There is no general method for analyzing a circuit from a schematic. Each piece is something you figure out as you go along. There is no substitute for eventually understanding what the circuit is trying to do and therefore the purpose of each part. Fortunately most large circuits are really a collection of smaller blocks such that the blocks can be somewhat analyzed separately. Once their functions are understood, they become like components of the blocks at the next higher up level. Dividing something into a hierarchy of subsystems is a good way to analyze most anything large, and is likely how a complex circuit was designed in the first place. Ultimately you need to get into the designer's head.
With experience, you will recognize some blocks quickly because you have analyzed something similar before. You know its purpose and don't have to delve into every last detail. Also keep in mind that engineers vary in quality. Just because a schematic is drawn and a product actually built doesn't mean it was designed well. I've seen some pretty horrendous things get produced. These would be prone to failure easily outside nominal conditions, be generally flaky, or whatever. All you really know is that the product works most of the time at close to the nominal intended conditions. Beyond that, be a little skeptical.

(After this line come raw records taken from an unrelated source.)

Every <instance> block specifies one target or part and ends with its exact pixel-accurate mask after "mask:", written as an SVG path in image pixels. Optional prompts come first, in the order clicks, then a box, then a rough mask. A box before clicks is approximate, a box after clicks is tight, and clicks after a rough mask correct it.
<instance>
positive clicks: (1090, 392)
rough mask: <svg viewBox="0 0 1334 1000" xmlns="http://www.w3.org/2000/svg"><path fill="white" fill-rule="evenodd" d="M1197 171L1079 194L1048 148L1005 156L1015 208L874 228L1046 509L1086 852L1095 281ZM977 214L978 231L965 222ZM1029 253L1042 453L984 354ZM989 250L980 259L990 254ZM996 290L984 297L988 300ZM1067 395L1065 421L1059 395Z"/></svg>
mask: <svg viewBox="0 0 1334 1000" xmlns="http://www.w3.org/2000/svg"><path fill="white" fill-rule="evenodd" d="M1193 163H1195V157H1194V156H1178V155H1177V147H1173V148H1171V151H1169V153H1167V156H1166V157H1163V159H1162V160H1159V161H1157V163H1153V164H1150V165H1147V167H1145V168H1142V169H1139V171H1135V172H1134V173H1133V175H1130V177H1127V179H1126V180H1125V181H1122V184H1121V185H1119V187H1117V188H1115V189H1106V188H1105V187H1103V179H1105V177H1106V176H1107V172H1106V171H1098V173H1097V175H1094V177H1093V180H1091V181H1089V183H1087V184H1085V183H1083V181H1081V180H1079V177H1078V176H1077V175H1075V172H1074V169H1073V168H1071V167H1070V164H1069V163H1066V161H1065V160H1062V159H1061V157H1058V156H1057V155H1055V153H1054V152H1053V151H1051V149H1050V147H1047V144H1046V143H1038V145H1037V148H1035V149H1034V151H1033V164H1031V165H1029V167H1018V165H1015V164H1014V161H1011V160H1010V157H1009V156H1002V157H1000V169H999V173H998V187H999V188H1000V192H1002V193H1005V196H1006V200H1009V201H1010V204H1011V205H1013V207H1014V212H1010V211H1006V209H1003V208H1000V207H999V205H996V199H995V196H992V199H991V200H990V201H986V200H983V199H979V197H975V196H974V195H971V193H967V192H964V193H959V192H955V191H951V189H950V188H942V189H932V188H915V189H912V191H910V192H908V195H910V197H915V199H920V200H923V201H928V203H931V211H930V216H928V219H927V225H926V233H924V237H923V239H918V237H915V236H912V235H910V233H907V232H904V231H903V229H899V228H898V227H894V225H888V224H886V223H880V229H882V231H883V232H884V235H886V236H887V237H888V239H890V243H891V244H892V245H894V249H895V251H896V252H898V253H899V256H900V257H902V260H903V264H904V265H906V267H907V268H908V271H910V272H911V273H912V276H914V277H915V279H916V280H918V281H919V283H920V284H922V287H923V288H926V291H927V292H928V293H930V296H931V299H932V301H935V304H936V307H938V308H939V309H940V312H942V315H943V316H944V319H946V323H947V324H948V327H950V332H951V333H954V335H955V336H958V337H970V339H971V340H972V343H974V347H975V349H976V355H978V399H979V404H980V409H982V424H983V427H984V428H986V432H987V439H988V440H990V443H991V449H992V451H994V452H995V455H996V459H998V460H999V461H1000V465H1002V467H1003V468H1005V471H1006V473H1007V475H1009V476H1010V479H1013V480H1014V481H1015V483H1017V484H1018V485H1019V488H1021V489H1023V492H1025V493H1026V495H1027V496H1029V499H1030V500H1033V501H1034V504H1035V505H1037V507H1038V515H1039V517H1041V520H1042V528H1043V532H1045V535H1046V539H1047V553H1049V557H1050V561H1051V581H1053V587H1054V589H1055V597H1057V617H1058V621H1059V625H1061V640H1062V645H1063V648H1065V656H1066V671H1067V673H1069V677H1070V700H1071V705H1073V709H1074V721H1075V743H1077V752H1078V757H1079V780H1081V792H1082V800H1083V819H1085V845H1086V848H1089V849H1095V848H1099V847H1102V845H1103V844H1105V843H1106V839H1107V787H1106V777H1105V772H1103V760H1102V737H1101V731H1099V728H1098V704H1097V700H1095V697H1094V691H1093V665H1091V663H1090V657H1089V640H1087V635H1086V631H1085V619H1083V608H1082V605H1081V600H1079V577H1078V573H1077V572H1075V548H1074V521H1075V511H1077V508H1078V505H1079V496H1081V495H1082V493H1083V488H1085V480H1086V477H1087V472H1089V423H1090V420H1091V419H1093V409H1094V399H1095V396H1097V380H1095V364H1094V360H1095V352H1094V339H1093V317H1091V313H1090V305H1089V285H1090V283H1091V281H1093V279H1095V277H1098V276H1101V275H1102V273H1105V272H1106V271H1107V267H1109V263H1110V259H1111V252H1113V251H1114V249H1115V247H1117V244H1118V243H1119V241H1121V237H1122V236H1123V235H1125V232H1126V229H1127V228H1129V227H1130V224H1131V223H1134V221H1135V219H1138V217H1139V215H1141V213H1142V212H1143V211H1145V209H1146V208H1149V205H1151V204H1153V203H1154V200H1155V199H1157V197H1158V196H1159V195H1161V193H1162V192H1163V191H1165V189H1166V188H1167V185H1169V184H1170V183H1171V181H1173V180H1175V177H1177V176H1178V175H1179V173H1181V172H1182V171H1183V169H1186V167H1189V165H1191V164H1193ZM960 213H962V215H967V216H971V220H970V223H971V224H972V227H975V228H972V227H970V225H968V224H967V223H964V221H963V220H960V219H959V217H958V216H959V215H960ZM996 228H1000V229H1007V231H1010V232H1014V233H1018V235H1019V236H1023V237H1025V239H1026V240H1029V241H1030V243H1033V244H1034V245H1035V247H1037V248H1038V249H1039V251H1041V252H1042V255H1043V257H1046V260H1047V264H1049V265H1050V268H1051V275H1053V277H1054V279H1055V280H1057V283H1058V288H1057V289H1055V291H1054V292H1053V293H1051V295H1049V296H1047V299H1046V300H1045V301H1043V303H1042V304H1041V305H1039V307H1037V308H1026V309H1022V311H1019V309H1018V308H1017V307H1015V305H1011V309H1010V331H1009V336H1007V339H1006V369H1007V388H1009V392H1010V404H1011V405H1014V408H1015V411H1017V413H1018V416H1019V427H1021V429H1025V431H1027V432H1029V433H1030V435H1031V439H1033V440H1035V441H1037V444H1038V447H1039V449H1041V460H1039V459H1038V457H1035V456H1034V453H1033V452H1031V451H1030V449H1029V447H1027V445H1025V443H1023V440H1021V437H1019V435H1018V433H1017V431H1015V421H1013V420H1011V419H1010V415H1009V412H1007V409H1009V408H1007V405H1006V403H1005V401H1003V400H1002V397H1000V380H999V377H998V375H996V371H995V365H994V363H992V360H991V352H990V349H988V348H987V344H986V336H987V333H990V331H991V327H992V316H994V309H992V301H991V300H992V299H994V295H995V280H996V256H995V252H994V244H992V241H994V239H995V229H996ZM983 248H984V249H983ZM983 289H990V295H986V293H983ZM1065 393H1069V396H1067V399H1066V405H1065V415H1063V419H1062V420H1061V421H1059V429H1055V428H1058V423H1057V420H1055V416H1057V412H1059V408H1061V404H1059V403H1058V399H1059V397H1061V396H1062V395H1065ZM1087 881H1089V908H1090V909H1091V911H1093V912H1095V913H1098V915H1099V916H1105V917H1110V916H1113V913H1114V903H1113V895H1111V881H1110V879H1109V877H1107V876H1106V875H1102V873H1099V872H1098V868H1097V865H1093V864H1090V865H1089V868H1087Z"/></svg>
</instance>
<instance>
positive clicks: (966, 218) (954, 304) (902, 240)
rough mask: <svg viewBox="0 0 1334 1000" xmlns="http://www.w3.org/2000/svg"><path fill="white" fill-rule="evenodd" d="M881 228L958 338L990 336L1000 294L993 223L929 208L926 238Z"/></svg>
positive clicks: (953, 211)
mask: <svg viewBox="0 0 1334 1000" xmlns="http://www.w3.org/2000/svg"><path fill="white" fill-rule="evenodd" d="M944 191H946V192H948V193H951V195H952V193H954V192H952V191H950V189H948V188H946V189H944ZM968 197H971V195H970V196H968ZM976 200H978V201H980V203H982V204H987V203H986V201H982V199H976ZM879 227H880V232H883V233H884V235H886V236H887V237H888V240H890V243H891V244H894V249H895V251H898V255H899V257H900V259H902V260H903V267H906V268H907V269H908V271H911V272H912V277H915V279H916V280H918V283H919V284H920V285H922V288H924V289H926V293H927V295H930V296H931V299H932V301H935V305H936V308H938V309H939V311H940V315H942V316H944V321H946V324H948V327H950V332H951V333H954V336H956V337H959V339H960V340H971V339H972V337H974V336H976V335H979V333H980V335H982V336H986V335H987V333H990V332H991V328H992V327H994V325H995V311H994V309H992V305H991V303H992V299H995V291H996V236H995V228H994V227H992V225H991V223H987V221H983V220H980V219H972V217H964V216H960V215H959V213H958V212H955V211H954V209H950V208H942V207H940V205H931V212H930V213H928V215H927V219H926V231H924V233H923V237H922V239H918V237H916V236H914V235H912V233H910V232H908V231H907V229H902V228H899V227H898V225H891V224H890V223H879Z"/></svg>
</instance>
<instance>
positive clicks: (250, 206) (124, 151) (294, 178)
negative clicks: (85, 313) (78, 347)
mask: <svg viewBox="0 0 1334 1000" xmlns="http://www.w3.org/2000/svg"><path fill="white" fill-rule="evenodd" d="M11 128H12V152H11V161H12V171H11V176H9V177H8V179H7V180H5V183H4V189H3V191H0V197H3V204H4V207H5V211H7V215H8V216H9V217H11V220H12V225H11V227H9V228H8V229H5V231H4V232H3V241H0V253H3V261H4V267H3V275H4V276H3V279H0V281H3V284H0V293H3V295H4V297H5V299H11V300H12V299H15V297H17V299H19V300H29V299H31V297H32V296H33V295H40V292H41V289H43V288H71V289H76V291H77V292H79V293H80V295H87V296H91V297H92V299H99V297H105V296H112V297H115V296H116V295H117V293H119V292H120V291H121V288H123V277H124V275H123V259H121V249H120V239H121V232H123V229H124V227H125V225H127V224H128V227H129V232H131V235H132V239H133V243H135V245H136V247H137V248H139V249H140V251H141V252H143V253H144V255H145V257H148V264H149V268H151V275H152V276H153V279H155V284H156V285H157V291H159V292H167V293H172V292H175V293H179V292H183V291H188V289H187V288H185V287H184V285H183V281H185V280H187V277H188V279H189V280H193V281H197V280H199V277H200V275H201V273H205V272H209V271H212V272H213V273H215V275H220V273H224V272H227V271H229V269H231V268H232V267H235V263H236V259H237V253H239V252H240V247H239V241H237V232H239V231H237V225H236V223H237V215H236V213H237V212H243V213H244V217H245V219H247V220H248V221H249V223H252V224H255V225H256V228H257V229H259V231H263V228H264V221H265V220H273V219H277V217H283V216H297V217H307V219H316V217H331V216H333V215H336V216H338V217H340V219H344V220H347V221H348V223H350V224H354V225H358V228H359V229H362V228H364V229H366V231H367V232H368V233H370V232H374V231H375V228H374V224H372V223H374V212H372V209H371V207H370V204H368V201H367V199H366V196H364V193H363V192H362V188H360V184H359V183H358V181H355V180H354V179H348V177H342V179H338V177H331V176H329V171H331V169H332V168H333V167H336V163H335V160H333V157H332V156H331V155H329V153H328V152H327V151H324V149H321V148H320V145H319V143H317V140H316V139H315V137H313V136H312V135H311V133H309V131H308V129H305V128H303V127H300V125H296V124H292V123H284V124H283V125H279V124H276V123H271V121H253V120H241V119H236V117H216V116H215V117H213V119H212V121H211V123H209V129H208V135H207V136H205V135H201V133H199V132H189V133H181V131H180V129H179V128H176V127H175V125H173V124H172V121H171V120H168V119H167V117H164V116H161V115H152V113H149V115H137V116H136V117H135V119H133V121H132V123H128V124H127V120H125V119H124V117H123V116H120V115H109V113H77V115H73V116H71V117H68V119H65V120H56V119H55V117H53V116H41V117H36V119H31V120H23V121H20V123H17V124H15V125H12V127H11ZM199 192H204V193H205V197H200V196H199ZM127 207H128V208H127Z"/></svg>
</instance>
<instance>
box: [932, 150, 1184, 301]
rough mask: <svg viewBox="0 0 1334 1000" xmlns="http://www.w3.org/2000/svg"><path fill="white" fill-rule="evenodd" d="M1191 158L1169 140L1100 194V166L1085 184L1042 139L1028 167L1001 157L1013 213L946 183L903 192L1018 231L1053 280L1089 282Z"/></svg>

Of course this is a common problem, so things that are intended to be repaired in the field should have a "service manual". This will give the schematic, sometimes a little theory of operation, and most importantly, a trouble shooting chart. Since you seem to be doing this professionally, you should be able to get hold of the service manuals.
As a example, here is a quick analisys of the top left block of your schematic:
You should be able to see right away this is the power input block. If nothing else, it says "AC Input" at the left. There are basically two common AC input power blocks. The old ones run the AC input into a big iron transformer that runs at the power line frequency. That will have a secondary, often with multiple taps, to produce the lower voltages which are then rectified and filtered to make the unregulated DC supplies. The more modern kind full wave rectifies the AC line. This DC is then chopped at high frequency and run thru a much smaller transformer to make the AC for the roughly regulated DC supplies.
It should be immediately obvious this AC input is of the second kind. The four diodes in the middle are arranged in a classic full wave bridge configuration. See the diamond shape made by 4 diodes a little right of center. That's a pattern your eyes will pickup quickly with a little experience. If you've never seen one before, think about it a little and see how it works. Once you've done that, you should be able to quickly recognize a full wave bridge next time you see one. The full wave bridge also nicely divides the circuit into the AC part on the left and the DC part on the right. Again, T5 should pop out to you as a classic balun filter, which is something you should expect to see in this kind of AC input block. The rest of the crap left of the balun you can just assume is for filtering and spike suppression with little reason to analyze it in detail.
There is one cute trick here worth noting and filing away for future reference. Note the 230V/115V switch at the top. Analyze the circuit with the switch in the 230V position first. In that mode it is a basic full wave bridge that will charge up the combination of C5 and C6 to the magnitude of the peak voltage difference bewteen the L and N inputs. So far so good. Now mentally throw the switch to the 115V position and think about what is happening very carefully. You should study this in detail yourself, but very breifly there is now a charge pump going on so that plus and minus the peak magnitude will appear accross C5 and C6. This will result in roughly the same DC voltage with 115V input as with 230V input and the switch in the other position.
This method is sortof a hybrid between old and new. More modern AC power input circuits just full wave rectify what comes in and deal with the resulting wider range of DC by adjusting how that is chopped up to drive the internal high frequency power transformer. Most recently designed power supplies now feature "universal power input", generally from 90-260 Volts at 50-60 Hz, which covers wall power accross the globe.
So you should have roughly 325 V total, with about half of that (about 160 V) accross each of C5 and C6.
I'm not going to go thru the whole circuit, but this is how you proceed. Go block by block, keeping in mind the overall problem the designer was trying to address, and that the designer was only human and the circuit you see is probably "good enough" but not necessarily a examplar of excellent design.